26 de octubre de 2015
Veronika se fijó en la puerta, a través de los claros en la pintura blanca descascarillada podía ver el color claro y manchado de lo que parecía pino. Era estrecha, de aspecto viejo, quizás eso que llamaban estilo colonial. Sí, definitivamente parecía colonial, se dijo. Era lo único que debía quedar de la arquitectura original. El ladrillo rojo-manchado por el cemento y la lluvia ácida de San Francisco-podría haber estado originariamente cubierto de paneles de madera, blancos y elegantes. Por encima del primer piso las placas de aluminio pulido de un conglomerado brutalista de apartamentos engullían la fachada.

interfaz neuronal cerebro

Miró los grafitis en la puerta: "Verde sobre pino y escamas de pintura blanca, artista desconocido" Acercó el brazo al pomo de latón justo en el centro de la puerta, pulido por manos sudorosas durante al menos una década. De la manga de su sudadera emergieron sus dedos de carterista, luego el resto de una mano pálida que se cerró sobre el pomo. ¿Tirar o empujar? Tragó saliva como si aspirase humo amargo y se reprendió. Miró hacia arriba: la imagen del aluminio pulido engullendo los viejos ladrillos le pareció una acertada metáfora de sus temores. Mierda, se suponía que ya se había decidido.
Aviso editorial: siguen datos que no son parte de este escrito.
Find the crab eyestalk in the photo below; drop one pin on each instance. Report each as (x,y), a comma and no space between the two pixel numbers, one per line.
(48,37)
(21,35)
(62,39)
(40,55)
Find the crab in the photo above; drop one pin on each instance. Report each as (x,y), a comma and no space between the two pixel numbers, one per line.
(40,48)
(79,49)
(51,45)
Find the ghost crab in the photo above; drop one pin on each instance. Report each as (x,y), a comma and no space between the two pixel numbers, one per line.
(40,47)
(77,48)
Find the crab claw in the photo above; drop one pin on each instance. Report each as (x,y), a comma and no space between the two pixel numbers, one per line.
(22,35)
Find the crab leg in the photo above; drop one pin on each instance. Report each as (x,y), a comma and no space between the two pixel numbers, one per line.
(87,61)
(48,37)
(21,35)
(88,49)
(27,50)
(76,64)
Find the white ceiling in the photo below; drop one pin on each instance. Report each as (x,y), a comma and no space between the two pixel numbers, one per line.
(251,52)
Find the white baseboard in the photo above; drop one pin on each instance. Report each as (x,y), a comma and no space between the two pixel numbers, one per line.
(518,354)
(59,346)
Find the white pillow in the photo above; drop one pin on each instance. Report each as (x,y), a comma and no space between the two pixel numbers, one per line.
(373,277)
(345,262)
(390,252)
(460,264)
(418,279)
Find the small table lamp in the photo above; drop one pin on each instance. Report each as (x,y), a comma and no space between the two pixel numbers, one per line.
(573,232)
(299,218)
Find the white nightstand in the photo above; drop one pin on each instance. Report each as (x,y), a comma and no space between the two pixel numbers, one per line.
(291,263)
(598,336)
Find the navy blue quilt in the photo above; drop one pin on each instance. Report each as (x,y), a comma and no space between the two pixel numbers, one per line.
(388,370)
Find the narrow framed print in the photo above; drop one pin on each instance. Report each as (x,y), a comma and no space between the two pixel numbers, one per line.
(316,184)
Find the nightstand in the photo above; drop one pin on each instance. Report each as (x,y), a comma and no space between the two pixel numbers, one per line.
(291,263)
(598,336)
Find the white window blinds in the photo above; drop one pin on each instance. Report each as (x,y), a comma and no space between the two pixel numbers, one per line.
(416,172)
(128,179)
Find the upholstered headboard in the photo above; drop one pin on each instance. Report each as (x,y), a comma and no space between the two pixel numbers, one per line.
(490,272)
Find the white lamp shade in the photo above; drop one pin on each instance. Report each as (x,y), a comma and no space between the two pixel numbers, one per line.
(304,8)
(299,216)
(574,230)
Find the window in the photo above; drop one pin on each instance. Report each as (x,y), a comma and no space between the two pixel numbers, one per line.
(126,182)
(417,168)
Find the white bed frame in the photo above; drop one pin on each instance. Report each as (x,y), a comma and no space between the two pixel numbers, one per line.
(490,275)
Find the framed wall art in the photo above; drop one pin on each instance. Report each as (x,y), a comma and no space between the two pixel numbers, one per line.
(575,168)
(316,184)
Frente al impulso de echar a correr, su cerebro y su orgullo impusieron el de empujar. La madera cedió y la puerta entreabierta reveló el azul neón del taller de Hostálek. Al fondo estaría el checo, con su traje de plástico amarillo y su chiva hortera. Y el implante de nervio óptico, junto al diminuto hilo plateado del detector de movimiento, y el microprocesador para engancharse en el cortex: 11 nanómetros de silicio. El pack ideal para subir de categoría en su trabajo. Se adentró en la luz azul, aluminio pulido engullendo viejos ladrillos.